Was it not an economic warfare operation? Of course it was. Many large and small companies became attractive to large foreign investors that were favoured, while the Italian State-owned and private companies faded away, struck by the new moralists’ blows.

 What happened, at that time, in Mitterrand’s France or in the Great Britain led by Margaret Thatcher who, however, was ousted from Downing Street by a clique of Tories, involved in a large helicopter business affair?

 We can also recall Liu Tenan, the Chinese Head of the “Development Commission”, expelled from the CPC; Rouhani himself in Iran that saw the 1979 Revolution in danger because of corruption, or Ana Mato, the Health Minister who resigned because of the scandal that in 2014 sullied the reputation of the entire Partido Pupular in Spain –  not to mention the fact at least 2.3% of the world GDP fuels global corruption.

 Can we believe that all this came only from what had happened in Italy?

 Once again the usual moralistic parochialism sets in, a short-lived legacy of the snobbery of Italy’s old Action Party, whose liberal Socialism – taunted by Croce – led Italy to be a pale imitation of Great Britain, the eternal myth of all poor politicians and managers wearing grisaille suits.

 Hence the final formula: the mix of legal and non-legal, advertising, political, military, strategic and monetary protection and support for the local ruling classes, as well as the fair and rational relations with the target country, are called exactly “economic warfare”.

 There is no other way to make foreign policy and establish international relations, even non-economic ones.
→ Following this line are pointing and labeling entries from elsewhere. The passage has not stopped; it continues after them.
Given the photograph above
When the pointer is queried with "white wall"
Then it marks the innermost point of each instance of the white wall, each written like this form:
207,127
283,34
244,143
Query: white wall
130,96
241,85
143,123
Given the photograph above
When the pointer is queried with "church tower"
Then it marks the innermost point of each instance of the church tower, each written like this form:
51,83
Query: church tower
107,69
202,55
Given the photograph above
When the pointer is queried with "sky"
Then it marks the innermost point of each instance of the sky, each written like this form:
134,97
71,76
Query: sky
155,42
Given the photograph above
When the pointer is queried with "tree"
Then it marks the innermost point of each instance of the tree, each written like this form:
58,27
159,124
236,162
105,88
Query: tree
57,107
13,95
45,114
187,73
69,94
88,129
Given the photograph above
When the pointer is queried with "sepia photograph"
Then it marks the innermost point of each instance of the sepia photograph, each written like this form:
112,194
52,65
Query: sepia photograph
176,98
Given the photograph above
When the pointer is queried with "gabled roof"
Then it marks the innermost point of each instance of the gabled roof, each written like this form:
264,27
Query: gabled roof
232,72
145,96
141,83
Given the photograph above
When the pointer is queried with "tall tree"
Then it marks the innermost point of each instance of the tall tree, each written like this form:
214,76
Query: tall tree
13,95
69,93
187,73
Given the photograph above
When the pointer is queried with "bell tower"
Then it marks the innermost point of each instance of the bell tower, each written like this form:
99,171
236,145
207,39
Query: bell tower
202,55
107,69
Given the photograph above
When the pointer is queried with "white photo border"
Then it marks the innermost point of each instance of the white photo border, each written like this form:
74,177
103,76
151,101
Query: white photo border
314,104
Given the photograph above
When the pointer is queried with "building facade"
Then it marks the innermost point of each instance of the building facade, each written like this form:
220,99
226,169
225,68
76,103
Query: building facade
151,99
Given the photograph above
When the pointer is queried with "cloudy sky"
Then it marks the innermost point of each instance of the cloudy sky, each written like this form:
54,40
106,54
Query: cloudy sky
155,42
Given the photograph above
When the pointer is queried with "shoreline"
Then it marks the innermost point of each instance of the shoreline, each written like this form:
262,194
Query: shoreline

There is only and always economic warfare.

 Hence, after this explicit and direct phase of the inevitable economic clash for survival between nations, there is the phase in which “companies are used as armies and management and business schools are used as schools for officers”, and entrepreneurs and business leaders are seen as new generals. In fact Akira Kurosawa, the director of the movie Seven Samurai and a descendant from a Samurai family, wanted – in a later movie of 1980, Kagemusha (Shadow Warrior) – to describe Japanese business leaders as new Samurai.

 Every economic action is a “covert” act of war. Every act of war can also be turned into an economic action, which instead of being a cost – unsustainable in the long run – is a real bargain or can even become so.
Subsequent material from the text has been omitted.